Os Estados aprovaram, por unanimidade, o congelamento do valor do Imposto sobre Circulação de Mercadorias e Serviços (ICMS) cobrado nas vendas de combustíveis por 90 dias para mitigar a alta dos preços ao consumidor final, na bomba dos postos de gasolina. O secretário de Tributação do Rio Grande do Norte, Carlos Eduardo Xavier, fala que a medida representa, de início, uma renúncia fiscal, mas não há como estimar o impacto da nova regra na arrecadação, pois o preço e a demanda por gasolina continuarão variando.
“Como a gente congelou o preço em um patamar de R$ 6,62 e já encontramos nos postos de combustíveis a gasolina comercializada a R$ 7,30, há uma renúncia fiscal de R$ 0,70 por litro. No mais, tudo vai depender de como irá se comportar o mercado”, fala o secretário. Ele acrescenta que, se a política de precificação da Petrobras se mantiver e os preços seguirem subindo, a arrecadação dos Estados não irá acompanhar a tendência de alta.

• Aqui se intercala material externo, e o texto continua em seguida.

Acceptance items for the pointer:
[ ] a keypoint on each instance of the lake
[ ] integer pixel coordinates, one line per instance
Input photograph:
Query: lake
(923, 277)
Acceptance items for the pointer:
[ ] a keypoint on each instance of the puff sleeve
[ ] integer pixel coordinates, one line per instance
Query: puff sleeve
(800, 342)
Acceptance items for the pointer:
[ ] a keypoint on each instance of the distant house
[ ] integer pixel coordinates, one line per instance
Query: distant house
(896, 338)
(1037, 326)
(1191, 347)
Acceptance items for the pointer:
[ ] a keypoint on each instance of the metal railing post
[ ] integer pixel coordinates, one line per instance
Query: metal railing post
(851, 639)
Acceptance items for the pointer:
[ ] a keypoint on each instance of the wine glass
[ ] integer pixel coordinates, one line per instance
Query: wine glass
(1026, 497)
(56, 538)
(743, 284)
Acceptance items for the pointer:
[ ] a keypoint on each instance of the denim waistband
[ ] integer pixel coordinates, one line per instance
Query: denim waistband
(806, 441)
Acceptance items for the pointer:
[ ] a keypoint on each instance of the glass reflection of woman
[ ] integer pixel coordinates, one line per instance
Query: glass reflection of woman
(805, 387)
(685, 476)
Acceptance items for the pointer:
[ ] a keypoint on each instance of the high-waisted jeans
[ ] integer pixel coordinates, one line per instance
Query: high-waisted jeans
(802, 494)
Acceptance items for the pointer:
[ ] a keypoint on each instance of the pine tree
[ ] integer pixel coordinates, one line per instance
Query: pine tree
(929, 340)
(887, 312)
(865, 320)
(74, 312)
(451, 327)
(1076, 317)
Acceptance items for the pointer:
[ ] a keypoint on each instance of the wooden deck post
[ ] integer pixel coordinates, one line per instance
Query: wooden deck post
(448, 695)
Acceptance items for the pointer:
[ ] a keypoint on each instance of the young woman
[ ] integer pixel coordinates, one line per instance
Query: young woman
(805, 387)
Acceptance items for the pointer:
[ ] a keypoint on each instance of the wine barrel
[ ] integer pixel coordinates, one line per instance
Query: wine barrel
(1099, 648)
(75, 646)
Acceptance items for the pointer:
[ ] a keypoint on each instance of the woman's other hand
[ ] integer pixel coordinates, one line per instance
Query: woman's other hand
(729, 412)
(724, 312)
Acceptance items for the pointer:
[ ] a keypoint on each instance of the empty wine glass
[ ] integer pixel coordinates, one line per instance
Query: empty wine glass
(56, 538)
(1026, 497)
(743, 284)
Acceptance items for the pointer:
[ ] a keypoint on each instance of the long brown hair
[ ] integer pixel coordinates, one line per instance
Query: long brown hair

Xavier ressalta que tanto os Estados quanto a sociedade como um todo têm consciência de que a causa da elevação dos preços não está relacionada com o ICMS, mas, mesmo assim, foi uma forma das unidades federativas atenderem ao pedido do presidente do Senado, Rodrigo Pacheco (PSD), contribuírem de alguma forma a dar um pouco de estabilidade aos preços dos combustíveis
O diretor institucional do Comitê Nacional dos Secretários de Fazenda dos Estados (Comsefaz), André Horta, concorda que a medida funciona mais como um “gesto de solidariedade” ao consumidor do que uma solução para a elevação dos preços.
“O foco do problema está na Política de Paridade Internacional (PPI) adotada pela Petrobrás, uma medida que divorcia o preço de custo de se extrair o petróleo do que é cobrado ao consumidor”, opina.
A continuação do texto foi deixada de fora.